Writers often use comparative language to describe uncommon experience. Using common shared experience as reference, good writers will establish the common to accentuate the uncommon. I think this is what the author of 2 Samuel was doing when describing the relationship between David and Jonathan. To assume that homosexuality is in view when David says that Jonathan’s love for him surpassed the love of women is to be ignorant of the usage of language in context.
I am distressed for you, my brother Jonathan; very pleasant have you been to me; your love to me was extraordinary, surpassing the love of women.
2 Samuel 1:26
Enrich Maria Remarque, author of All Quiet on the Western Front, uses similar language to describe the relationship a soldier, Paul Baumer, shares with his comrades. Surely no one accuses Baumer of homosexuality. Clearly Remarque is using comparative language to evoke the intense love one can have for a lover to provide reference for those that have not had the opportunity to experience such intense camaraderie.
At once a new warmth flows through me. These voices, these quiet words, these footsteps in the trench behind me recall me at a bound from the terrible loneliness and fear of death by which I had been almost destroyed. They are more to me than life, these voices, they are more than motherliness and more than fear; they are the strongest, most comforting thing there is anywhere: they are the voices of my comrades.
I am no longer a shuddering speck of existence, alone in the darkness; – I belong to them and they to me; we all share the same fear and the same life, we are nearer than lovers, in a simpler, a harder way; I could bury my face in them, in these voices, these words that have saved me and will stand by me.

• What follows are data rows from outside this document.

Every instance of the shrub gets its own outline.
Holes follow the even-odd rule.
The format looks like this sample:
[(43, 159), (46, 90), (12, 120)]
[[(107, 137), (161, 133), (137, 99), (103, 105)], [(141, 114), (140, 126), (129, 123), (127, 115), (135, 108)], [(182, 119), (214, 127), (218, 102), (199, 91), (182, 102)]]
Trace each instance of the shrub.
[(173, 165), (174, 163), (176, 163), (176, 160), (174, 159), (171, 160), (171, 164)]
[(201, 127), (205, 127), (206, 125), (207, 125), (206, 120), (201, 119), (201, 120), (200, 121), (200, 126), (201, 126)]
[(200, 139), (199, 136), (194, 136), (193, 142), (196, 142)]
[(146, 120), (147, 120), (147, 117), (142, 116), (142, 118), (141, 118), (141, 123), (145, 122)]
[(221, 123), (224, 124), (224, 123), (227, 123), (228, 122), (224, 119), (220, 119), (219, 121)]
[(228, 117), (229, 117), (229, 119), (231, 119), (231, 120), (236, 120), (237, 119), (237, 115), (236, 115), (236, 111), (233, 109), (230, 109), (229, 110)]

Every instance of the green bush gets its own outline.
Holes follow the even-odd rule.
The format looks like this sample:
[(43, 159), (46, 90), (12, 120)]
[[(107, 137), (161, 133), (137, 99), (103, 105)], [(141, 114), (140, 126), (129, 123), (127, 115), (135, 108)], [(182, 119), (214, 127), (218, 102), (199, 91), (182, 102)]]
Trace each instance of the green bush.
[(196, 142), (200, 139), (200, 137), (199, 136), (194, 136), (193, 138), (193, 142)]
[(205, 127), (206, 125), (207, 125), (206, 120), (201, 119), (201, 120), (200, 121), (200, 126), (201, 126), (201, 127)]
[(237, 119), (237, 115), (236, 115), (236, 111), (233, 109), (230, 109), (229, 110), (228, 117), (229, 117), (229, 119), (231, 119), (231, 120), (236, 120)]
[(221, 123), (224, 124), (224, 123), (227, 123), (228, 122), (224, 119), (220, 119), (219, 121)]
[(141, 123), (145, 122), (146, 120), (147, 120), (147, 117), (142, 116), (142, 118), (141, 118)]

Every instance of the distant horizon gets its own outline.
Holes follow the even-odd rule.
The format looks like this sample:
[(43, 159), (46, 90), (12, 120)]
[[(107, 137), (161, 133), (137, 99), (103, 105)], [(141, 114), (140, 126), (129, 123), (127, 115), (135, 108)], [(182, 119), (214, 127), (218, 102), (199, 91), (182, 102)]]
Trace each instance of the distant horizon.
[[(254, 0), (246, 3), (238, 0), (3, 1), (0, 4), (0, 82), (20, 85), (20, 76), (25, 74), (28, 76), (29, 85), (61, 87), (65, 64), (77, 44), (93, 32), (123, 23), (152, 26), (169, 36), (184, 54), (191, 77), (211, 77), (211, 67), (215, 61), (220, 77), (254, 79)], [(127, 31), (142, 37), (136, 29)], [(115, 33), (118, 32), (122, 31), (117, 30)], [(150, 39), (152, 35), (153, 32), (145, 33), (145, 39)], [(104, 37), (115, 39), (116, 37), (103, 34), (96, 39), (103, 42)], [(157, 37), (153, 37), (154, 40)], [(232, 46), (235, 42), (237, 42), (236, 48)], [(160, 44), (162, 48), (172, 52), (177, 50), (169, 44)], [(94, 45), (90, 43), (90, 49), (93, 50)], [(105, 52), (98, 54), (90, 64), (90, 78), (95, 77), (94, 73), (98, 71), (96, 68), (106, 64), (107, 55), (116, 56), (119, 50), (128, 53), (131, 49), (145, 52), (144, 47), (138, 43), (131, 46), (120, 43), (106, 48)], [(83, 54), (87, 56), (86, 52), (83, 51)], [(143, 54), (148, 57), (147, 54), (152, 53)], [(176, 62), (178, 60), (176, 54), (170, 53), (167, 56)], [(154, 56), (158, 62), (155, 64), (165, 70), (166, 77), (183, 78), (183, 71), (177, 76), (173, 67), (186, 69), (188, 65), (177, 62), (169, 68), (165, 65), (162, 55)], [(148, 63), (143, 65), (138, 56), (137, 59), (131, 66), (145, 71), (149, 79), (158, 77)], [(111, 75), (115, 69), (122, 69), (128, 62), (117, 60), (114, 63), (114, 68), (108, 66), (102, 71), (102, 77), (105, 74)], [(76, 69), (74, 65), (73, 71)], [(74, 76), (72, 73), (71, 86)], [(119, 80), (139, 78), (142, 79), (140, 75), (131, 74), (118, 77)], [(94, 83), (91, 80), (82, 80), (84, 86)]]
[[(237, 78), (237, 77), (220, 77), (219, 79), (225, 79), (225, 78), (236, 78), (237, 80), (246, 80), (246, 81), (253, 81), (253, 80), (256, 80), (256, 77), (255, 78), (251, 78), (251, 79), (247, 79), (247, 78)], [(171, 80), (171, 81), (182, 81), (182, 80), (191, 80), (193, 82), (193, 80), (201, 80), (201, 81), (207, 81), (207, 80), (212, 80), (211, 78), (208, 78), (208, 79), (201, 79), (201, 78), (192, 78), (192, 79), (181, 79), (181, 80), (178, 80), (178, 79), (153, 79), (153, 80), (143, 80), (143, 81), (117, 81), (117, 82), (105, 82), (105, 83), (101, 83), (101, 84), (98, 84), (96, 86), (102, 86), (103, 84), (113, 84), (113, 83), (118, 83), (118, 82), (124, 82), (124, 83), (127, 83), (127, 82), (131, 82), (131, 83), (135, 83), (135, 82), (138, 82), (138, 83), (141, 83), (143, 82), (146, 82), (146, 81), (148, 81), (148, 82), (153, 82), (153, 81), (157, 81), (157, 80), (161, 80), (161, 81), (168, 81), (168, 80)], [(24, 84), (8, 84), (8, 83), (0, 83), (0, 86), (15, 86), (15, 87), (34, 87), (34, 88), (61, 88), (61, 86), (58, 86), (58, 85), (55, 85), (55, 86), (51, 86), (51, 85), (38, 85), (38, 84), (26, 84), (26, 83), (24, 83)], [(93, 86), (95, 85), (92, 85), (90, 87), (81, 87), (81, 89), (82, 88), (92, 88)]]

Remarque, Enrich Maria. All Quiet on the Western Front; pg. 212

Stupidest thing I’ve ever read.
Reducing Homosexuality to sexual intercourse is the issue with your argument. With your logic, it’s camaraderie when two males identify as straight, but homosexuality when two males identify as gay. I argue that it is homosocial regardless of sexuality and that, the relationships of David and Jonathan, men in the military, prisoners, Cowboys and men of frontier cities are very different from the hegemonic expectation of male behavior.
The military quite literally relies on homosocial relationships to strengthen it’s men. It isn’t “gay” in pop culture sense, but it is using tactics that are considered gay in the civilian world. In the civilian world, men *routinely* don’t sleep together, eat their meals together, hold each other, cry to each other, sing songs together, look at porn together, do each others laundry, etc.
The only people in the civilian who do this are gay men, youth, and maybe college roommates just before succumbing to hegemonic rule.
Literally. If you are not a gay man and are a civilian, you most likely navigate this world through a male-female lens.
Gay men, military men, prisoners, priests, cowboys and others do not. It is strictly male-male. And we like it that way.
Homosexuality is not just fucking other men. It’s more than that. It’s how you navigate relationships with all men. If you think it’s just sex with men, then you lose out on a big part of what being gay mens. You sterilize us of our humanity.
Calling David and Jonathan’s relationship “Camaraderie” to justify why the Bible takes a moment to highlight their experience together is simply an act of cognitive dissonance. Surely, in today’s time, if two men met under the moonlight, stripped naked, professed their love for one another and made a covenant with God, it would not only be seen as gay, but as Witchcraft.
You can’t deny the homosexuality of David and Jonathan or men in the military simply because, on the surface, the Bible and the military are anti-gay. Lol. That’s stupid. This whole world is anti-gay, and yet, we still exist.